Under the right conditions, however, dark matter can be coaxed to interact with either itself or with normal matter, dependent on its nature. If dark matter is made up of WIMPs (weakly interacting massive particles), then it has an annihilation cross section with itself and a scattering cross section with protons and neutrons that may render it sensitive to detectors. If instead, it’s made up of very light, low-mass particles known as axions, it may couple to photons under the right conditions. One of the experiments designed to search for axions is known as ADMX: the axion dark matter experiment. In 1983, physicist Pierre Sikivie invented the axion haloscope, which takes advantage of the fact that the axion-photon coupling can be amplified, with the right parameters, inside an electromagnetic cavity. Twelve years later, ADMX grew out of that research, and scientists have been searching for the axion ever since using that method.

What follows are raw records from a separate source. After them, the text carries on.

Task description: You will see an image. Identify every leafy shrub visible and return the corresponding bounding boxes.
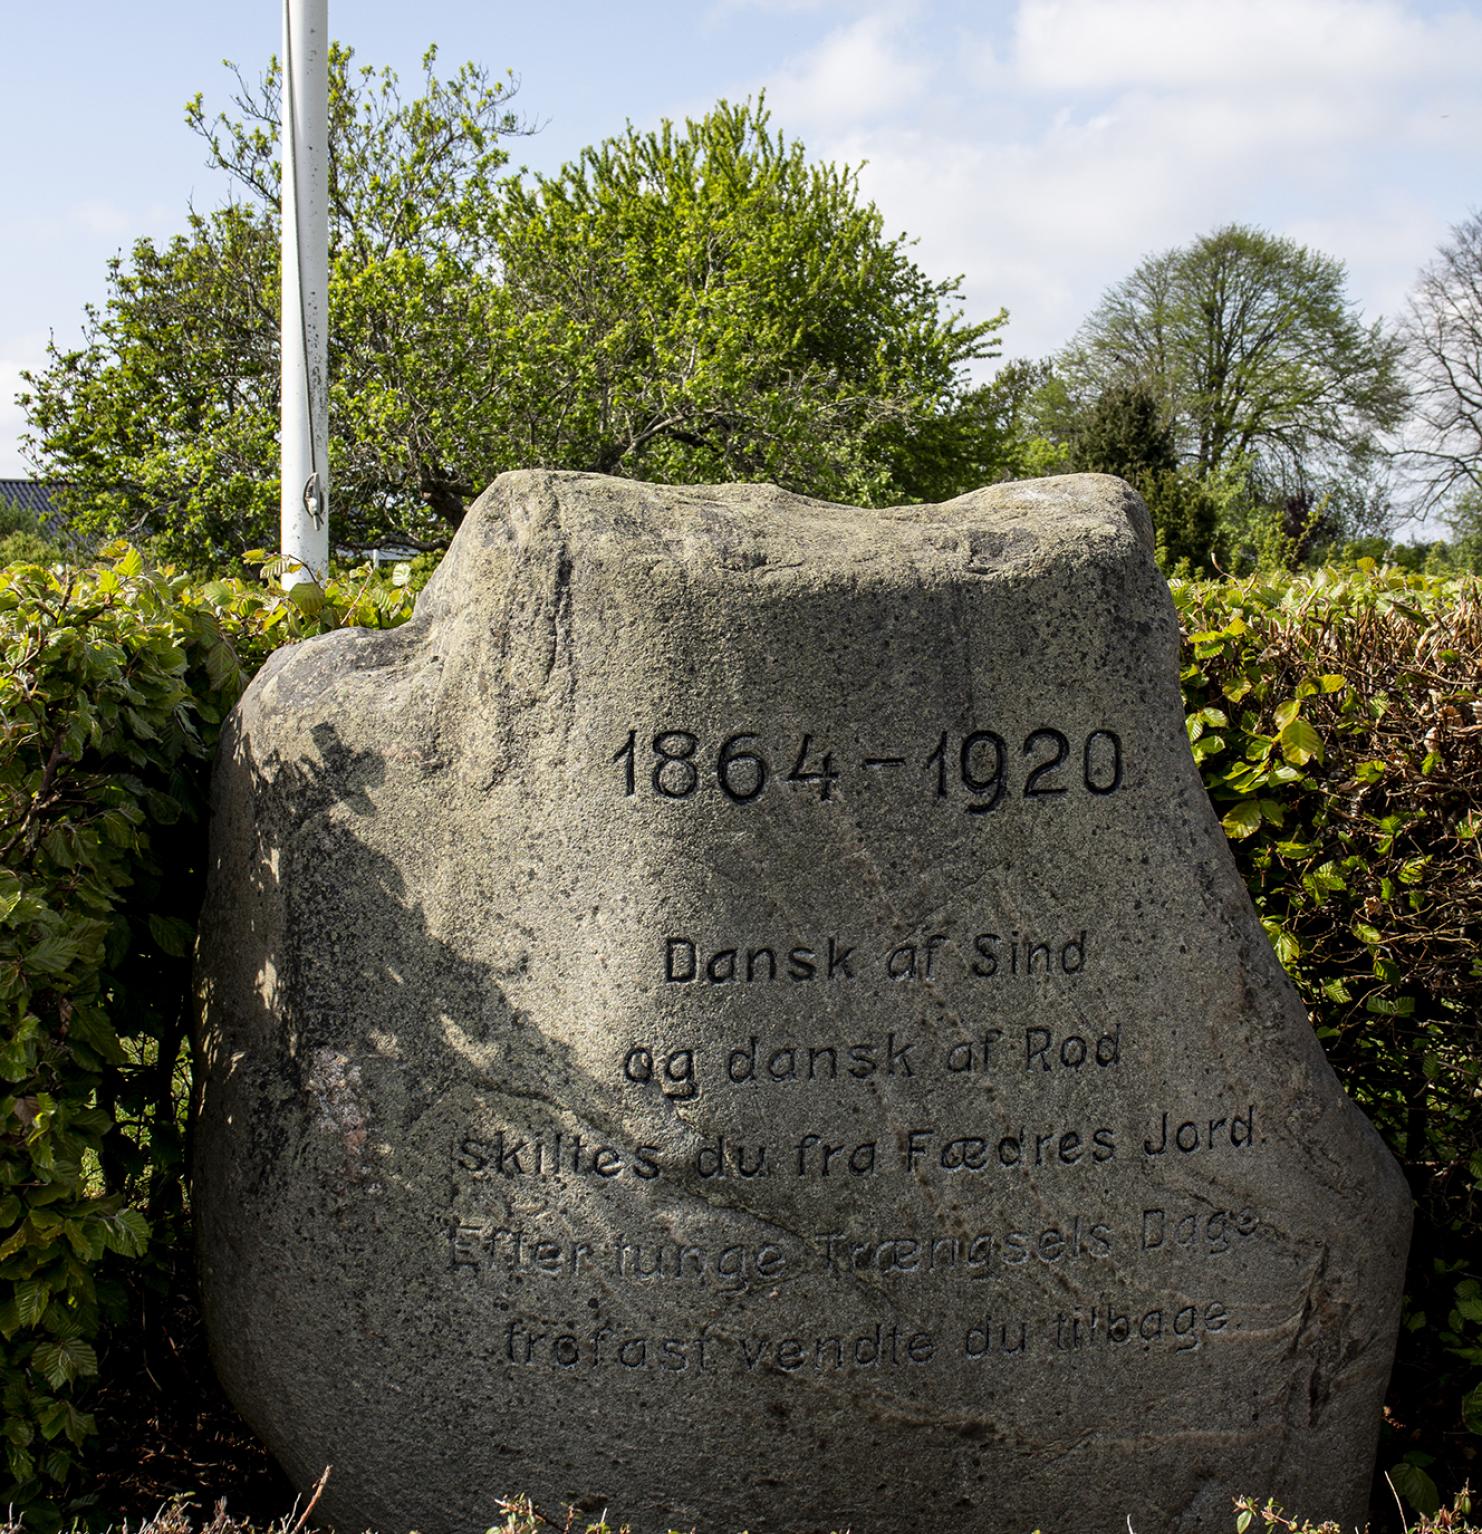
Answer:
[1175,562,1482,1509]
[3,541,1480,1524]
[0,533,61,568]
[0,549,413,1527]
[0,499,62,569]
[1233,1488,1477,1534]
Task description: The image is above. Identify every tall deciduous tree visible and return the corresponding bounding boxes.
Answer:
[22,60,1009,567]
[1054,225,1407,500]
[21,204,282,562]
[1397,210,1482,518]
[22,47,525,563]
[490,101,1007,506]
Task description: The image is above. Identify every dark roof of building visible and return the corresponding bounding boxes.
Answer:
[0,480,74,543]
[0,480,56,516]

To date, unfortunately, searches have come up empty. It’s possible that axions do not exist or, if they do, are not the dark matter, but it’s also possible that they simply exist with different parameters than what ADMX is sensitive to. It’s possible that a different electromagnetic cavity, with different properties, would enable interactions with axions. It’s possible that photon-axion interactions could take place, and that a cavity with the right properties could cause photons to scatter off of axions in a preferred direction. It might not seem likely, but it is conceivable that the EMdrive is such a cavity.